Vleesveehouders in verweer tegen mestplan
Tientallen vleesveehouders zijn het niet eens met het plan voor de inperking van de veestapel om het mestprobleem op te lossen. Vooral de uitvoering laat volgens hen te wensen over. De boeren sluiten zich daarom aan bij een juridische procedure om te bezien of de eisen binnen de voorgestelde regeling rechtsgeldig zijn.
Een van de onderdelen van het pakket maatregelen om het mestoverschot terug te dringen is het terugbrengen van de veestapel. Boeren die meer koeien bezitten dan op de peildatum van 15 december 2016 moeten daarvoor een boete betalen. Dat geldt ook voor kalveren die worden geboren.

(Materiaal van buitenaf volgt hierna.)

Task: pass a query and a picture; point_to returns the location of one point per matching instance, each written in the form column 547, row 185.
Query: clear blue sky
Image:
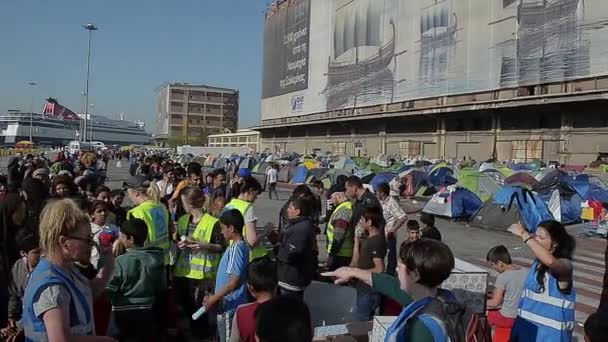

Advocaat Franca Damen van advocatenkantoor Kneppelhout & Korthals, die het proces aanspande, legt onder meer uit dat de vleesveehouders geen schuld hebben gehad aan de stevige toename van het mestoverschot. Ook vinden de vleesveehouders dat de referentiedatum slecht is gekozen, omdat een boer in december gemiddeld minder vee heeft dan in andere maanden. Bij het opstellen van het plan zijn volgens Damen de vleesveehouders ook niet betrokken geweest.
Demissionair staatssecretaris Martijn van Dam (Landbouw) heeft volgens de advocate al aangegeven dat vleesveehouders ook voor een andere referentiesituatie kunnen kiezen.
Eerder lieten ook grondgebonden en biologische melkveehouders zich al kritisch uit over het plan. Zij zouden graag zien dat het maximumaantal koeien dat een boer mag houden, wordt gekoppeld aan de grond die de melkveehouder heeft.
Op 12 april dient al een kort geding tegen het fosfaatreductieplan. Damen hoopt met het proefproces daarbij te kunnen aansluiten.